La Organización de las Naciones Unidas lanzó recientemente su "Estrategia y plan de acción sobre el discurso del odio", que busca fortalecer las acciones de la ONU contra las raíces del discurso de odio y sus respuestas institucionales al impacto que este discurso genera en las sociedades. Entre muchas otras acciones, la estrategia incluye monitorear y analizar datos, usar tecnología y comprometerse con medios de comunicación nuevos y tradicionales. En esa línea, alienta una mayor investigación sobre la relación entre el uso indebido de Internet y las redes sociales para difundir el discurso de odio, al igual que los factores que llevan a las personas a la violencia.

Y así como la ONU asume su responsabilidad, también los medios tradicionales tienen una gran reto para garantizar que la información que ofrecen sobre las personas migrantes es respetuosa y basada en datos (aquí hay algunas recomendaciones sobre cómo hacerlo).

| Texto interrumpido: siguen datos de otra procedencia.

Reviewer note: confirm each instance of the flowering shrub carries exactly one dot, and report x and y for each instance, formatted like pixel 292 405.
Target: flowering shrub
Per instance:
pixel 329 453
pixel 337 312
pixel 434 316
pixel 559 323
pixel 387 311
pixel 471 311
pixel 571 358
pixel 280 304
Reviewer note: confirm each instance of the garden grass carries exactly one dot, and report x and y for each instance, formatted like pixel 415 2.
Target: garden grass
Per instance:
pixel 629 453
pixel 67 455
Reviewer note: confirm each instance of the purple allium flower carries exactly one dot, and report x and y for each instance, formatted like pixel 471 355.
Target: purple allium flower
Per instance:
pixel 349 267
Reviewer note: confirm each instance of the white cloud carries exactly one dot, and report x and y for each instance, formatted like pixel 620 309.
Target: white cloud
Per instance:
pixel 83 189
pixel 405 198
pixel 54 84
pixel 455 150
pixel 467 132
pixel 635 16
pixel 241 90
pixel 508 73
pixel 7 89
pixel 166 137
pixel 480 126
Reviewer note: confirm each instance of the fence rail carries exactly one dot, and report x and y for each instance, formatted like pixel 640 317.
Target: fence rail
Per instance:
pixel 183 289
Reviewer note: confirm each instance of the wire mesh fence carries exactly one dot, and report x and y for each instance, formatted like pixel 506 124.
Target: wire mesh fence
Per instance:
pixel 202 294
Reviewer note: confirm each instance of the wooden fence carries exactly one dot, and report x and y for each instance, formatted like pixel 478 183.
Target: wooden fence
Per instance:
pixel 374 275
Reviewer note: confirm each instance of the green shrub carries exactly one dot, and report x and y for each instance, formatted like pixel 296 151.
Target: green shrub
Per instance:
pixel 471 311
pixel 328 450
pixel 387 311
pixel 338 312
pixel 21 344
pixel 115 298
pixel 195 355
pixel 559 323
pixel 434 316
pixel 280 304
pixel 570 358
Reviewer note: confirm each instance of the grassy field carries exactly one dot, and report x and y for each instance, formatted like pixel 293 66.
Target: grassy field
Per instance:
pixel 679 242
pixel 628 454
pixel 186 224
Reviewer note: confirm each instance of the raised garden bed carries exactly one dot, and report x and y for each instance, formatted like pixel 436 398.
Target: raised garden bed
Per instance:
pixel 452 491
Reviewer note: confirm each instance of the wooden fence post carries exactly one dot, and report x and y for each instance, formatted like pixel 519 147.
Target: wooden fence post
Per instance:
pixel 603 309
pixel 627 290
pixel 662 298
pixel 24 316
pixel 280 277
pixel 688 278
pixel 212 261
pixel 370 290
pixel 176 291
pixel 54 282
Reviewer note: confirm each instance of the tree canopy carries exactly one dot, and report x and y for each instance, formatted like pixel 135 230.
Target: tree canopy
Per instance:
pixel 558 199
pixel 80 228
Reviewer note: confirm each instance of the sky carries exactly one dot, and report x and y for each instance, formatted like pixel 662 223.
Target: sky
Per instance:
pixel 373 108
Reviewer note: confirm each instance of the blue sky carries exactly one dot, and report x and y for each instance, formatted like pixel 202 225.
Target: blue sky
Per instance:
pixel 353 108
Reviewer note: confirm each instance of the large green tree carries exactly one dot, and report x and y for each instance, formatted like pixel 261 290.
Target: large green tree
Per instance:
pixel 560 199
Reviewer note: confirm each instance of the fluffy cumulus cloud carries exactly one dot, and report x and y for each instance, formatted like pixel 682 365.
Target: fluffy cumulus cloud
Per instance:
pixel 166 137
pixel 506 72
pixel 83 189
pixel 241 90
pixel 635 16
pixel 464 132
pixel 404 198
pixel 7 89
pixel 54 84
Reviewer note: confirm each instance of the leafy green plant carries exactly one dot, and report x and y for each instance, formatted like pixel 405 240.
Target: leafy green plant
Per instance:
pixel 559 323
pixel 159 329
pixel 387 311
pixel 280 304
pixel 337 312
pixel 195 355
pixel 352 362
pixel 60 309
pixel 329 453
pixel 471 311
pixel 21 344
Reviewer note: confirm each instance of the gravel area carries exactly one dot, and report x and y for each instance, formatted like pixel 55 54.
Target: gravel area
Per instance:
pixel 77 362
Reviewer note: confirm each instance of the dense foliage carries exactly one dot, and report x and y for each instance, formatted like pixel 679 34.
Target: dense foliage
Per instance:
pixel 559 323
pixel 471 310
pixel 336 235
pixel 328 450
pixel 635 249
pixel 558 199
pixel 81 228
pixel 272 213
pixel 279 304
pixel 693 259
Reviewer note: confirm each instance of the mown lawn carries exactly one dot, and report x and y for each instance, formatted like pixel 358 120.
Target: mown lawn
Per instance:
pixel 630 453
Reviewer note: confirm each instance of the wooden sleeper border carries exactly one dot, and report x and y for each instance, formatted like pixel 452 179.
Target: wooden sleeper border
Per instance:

Pero más allá de estas responsabilidades institucionales, la realidad es que todos los días miles de personas publican en sus redes sociales gran cantidad de contenido lleno de odio y que incita (a veces de manera explícita) a la violencia en contra de las poblaciones migrantes y de otros grupos humanos vulnerables. ¿Qué puede hacer cada uno de nosotros para para luchar contra este contenido?

  • Habla en contra del odio: El silencio y la apatía pueden tomarse como aceptación. Los comentarios en las redes sociales son más que simples palabras, y no deberían ser vistos como inofensivos, especialmente cuando las redes sociales son una fuente de información para las personas migrantes y contribuyen a sus experiencias. Según el Departamento de Justicia de los Estados Unidos “los insultos pueden escalar al acoso, el acoso puede escalar a las amenazas y las amenazas a la violencia física”. Intervenir de manera asertiva es importante tanto en el mundo digital como en situaciones cara a cara. Sin embargo, es necesario evaluar el riesgo en cada contexto para evitar situaciones peligrosas.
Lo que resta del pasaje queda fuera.